Weary indeed by 1918, the Spanish flu pandemic and the ensuing economic slump of 1919 put paid to any hopes of change (although women in the UK were eventually granted the right to vote, ten years later). By 1945, things were different; people decided they weren’t going back to what had been normal six years earlier. They chose a new way: notably, a National Health Service.
We are now living in a historic moment; one of those few times when a pandemic has such an impact that we are forced to consider what is really necessary, and what is not. This time, it’s not so much the mortality: globally, COVID-19 might only kill a tenth of the 40 million who died of the flu in 1918/19. There’s no vaccine yet, but reason to believe we’ll have one in a year or so. Advances in medicine over the past hundred years – and the NHS - have given us hopes of which our forefathers were bereft.
But who are ‘us’? Yes, ‘us in the UK’; but the current pandemic has forced us to understand – if climate change had still not – that even an island nation cannot isolate itself from the rest of the world. So whatever choices we make about our future way of life must assume we are citizens of the world, as well as of our own nation state. Politicians who disdain our global responsibilities will not be forgiven.

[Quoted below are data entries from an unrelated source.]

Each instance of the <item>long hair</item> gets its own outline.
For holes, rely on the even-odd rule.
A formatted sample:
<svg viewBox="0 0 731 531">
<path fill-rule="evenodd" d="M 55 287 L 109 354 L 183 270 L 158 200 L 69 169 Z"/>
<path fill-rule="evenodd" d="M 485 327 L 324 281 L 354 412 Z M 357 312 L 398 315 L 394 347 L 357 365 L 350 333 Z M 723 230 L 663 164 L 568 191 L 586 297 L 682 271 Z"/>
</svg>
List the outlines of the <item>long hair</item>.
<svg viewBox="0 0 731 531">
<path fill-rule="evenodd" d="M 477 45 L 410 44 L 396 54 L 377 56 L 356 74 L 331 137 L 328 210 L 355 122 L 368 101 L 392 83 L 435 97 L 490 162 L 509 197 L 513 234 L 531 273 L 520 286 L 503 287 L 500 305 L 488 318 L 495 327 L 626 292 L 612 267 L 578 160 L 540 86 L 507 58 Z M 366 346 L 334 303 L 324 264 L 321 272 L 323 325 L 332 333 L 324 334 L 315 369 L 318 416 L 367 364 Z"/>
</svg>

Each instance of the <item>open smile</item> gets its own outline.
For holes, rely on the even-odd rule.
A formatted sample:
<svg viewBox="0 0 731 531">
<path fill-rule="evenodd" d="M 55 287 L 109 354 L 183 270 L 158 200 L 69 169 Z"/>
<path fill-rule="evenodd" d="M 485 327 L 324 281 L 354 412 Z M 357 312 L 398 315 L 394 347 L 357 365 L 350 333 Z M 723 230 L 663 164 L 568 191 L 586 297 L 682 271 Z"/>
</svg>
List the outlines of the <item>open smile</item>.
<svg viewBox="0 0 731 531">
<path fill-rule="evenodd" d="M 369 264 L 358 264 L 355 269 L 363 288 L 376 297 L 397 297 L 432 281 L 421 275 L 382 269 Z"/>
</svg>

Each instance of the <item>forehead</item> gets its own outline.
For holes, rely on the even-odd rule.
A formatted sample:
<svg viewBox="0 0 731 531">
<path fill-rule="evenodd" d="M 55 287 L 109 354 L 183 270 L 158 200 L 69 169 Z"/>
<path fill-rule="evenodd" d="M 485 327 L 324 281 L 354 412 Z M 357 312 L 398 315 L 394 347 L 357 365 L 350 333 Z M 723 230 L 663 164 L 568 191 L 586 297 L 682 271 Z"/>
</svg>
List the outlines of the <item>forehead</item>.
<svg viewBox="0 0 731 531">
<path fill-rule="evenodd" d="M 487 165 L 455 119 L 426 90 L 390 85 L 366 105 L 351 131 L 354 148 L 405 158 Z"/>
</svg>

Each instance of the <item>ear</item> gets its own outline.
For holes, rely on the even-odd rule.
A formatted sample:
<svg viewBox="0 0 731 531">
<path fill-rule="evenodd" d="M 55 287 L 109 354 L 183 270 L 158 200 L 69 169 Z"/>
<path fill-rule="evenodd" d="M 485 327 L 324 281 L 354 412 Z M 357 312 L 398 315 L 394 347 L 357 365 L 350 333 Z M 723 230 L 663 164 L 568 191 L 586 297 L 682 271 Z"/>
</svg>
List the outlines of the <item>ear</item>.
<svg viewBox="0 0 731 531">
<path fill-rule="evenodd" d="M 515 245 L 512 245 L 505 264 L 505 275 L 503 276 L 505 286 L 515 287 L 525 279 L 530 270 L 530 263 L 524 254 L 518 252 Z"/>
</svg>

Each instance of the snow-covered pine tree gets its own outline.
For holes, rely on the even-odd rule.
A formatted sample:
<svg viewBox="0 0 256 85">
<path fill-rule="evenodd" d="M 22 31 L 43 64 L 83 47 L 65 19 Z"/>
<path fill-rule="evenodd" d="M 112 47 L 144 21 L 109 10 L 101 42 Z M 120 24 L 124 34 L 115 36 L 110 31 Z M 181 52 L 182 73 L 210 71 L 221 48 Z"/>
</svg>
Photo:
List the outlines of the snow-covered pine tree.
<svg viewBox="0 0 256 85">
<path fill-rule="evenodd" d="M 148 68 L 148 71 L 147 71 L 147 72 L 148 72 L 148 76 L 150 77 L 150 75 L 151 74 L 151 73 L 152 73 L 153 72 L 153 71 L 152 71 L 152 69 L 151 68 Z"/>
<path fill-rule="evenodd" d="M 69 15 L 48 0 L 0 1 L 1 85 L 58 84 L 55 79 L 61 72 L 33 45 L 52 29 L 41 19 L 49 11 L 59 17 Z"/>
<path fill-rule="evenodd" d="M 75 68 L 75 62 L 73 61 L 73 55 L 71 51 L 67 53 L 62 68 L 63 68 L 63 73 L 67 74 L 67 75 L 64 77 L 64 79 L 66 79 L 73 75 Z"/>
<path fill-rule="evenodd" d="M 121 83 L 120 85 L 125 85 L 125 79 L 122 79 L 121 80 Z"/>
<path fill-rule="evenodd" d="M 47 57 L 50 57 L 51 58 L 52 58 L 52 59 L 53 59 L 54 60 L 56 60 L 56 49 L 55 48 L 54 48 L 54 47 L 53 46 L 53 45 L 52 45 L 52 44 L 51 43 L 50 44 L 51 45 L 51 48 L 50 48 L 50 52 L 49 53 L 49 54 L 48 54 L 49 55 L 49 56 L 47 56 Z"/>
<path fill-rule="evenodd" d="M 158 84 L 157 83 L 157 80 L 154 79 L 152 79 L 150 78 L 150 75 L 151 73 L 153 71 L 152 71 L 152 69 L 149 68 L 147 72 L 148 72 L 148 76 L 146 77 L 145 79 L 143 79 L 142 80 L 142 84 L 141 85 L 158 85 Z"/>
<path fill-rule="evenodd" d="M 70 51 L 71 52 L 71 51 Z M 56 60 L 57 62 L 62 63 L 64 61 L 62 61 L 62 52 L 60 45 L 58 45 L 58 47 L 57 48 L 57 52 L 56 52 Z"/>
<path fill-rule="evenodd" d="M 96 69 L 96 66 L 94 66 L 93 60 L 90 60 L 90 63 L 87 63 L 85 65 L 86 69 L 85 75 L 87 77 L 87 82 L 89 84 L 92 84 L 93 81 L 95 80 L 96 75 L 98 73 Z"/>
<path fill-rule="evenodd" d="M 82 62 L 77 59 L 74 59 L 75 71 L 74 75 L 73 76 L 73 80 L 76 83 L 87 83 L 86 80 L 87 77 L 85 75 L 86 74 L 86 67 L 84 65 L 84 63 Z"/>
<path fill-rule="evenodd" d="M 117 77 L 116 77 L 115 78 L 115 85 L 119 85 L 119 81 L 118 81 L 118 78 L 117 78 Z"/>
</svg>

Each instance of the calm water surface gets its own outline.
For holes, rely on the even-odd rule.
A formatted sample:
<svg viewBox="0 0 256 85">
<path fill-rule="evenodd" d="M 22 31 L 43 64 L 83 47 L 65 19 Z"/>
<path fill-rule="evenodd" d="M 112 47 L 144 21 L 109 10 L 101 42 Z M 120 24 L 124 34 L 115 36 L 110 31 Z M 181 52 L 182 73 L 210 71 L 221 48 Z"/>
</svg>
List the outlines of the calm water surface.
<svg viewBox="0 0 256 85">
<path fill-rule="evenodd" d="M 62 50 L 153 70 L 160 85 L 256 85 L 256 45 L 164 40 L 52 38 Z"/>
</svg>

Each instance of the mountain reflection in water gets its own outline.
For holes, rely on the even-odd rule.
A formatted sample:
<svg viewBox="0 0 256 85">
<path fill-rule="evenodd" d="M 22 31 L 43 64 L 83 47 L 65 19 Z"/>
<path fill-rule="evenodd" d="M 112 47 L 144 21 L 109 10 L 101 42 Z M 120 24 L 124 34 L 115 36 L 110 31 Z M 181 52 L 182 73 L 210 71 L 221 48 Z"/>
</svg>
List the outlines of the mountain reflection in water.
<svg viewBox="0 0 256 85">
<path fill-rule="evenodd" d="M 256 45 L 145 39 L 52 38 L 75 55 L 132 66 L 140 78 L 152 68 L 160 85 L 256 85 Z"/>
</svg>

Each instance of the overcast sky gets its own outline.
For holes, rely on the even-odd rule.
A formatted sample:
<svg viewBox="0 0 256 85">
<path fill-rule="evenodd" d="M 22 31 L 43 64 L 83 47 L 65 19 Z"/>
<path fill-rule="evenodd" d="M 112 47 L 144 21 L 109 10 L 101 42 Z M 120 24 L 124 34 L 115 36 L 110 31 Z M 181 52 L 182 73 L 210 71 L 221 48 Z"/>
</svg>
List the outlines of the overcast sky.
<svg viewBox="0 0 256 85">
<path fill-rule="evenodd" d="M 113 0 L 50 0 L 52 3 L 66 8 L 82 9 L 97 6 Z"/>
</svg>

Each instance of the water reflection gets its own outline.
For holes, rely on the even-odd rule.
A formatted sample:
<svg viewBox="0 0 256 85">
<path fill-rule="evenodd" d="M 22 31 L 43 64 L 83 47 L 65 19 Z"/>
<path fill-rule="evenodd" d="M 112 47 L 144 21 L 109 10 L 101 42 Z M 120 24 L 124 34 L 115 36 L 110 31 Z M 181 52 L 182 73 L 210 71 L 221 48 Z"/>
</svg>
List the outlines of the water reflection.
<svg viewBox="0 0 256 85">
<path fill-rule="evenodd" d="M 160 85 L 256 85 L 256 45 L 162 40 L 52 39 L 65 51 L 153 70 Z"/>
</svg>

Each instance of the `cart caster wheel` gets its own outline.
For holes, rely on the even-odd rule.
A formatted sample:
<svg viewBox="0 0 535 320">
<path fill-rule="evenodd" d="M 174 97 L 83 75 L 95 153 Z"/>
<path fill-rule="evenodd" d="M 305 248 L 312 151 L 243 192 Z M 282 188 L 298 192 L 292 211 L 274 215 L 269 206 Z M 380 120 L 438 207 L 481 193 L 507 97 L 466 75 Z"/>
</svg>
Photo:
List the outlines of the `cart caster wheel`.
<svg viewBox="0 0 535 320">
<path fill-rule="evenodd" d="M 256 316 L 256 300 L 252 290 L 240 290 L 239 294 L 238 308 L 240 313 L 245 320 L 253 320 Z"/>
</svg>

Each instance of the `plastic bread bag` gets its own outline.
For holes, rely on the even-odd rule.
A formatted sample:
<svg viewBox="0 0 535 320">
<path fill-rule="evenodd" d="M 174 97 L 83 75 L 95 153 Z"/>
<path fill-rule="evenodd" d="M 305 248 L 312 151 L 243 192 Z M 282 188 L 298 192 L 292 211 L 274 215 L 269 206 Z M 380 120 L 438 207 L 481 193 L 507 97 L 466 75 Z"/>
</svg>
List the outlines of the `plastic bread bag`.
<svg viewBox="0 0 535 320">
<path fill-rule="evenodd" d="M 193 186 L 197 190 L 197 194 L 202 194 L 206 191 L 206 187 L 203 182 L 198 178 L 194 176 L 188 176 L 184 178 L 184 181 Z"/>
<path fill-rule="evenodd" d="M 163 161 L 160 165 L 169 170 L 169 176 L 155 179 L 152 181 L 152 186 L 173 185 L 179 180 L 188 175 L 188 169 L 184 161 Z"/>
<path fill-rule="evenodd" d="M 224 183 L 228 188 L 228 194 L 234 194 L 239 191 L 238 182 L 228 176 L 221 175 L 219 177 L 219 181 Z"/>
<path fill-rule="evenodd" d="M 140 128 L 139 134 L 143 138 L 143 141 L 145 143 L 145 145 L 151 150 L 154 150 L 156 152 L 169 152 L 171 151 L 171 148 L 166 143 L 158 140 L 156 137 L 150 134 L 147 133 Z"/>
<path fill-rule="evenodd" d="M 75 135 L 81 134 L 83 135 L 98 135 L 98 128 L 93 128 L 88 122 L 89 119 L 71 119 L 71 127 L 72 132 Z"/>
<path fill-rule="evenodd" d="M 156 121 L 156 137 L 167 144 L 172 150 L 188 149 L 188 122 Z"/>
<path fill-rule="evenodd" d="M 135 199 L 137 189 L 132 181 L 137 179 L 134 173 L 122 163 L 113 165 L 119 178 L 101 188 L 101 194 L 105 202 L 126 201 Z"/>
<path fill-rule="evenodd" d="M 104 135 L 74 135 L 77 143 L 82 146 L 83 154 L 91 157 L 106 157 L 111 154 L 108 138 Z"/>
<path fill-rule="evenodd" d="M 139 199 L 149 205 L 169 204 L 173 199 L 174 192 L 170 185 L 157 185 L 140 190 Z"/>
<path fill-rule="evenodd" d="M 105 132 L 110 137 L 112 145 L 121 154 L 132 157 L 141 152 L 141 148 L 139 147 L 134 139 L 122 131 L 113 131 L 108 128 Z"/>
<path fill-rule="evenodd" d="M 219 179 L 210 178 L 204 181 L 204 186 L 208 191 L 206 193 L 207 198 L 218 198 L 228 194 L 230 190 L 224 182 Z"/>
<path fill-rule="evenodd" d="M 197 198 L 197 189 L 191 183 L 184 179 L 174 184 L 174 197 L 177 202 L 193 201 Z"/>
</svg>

What does this mean for UK pensions? The economic downturn – if we can use that euphemistic description – along with the imperative to tackle climate change will ensure ‘ESG’ is the mantra at the centre of scheme investment strategy. That’s ‘Environmental, Social and Governance’ criteria: each of equal relevance to a sustainable future.
This is definitely not a responsibility which can be laid off to the asset managers. Trustees of occupational pension schemes and Independent Governance Committees of personal pension providers must ensure the right priorities are observed. “Value for money”, promoted as the watchword by regulators, has to be forward-looking.
Most workers (except, and this too must change, many of those self-employed) are currently saving in a pension scheme. Most are much younger than 55: and even those that have reached this magic ‘minimum pension age’ would be well-advised to carry on, rather than start spending their pension. 
We’re in for the long term: what we now need to think about, too, is what will make our saving worthwhile. What kind of future do we want?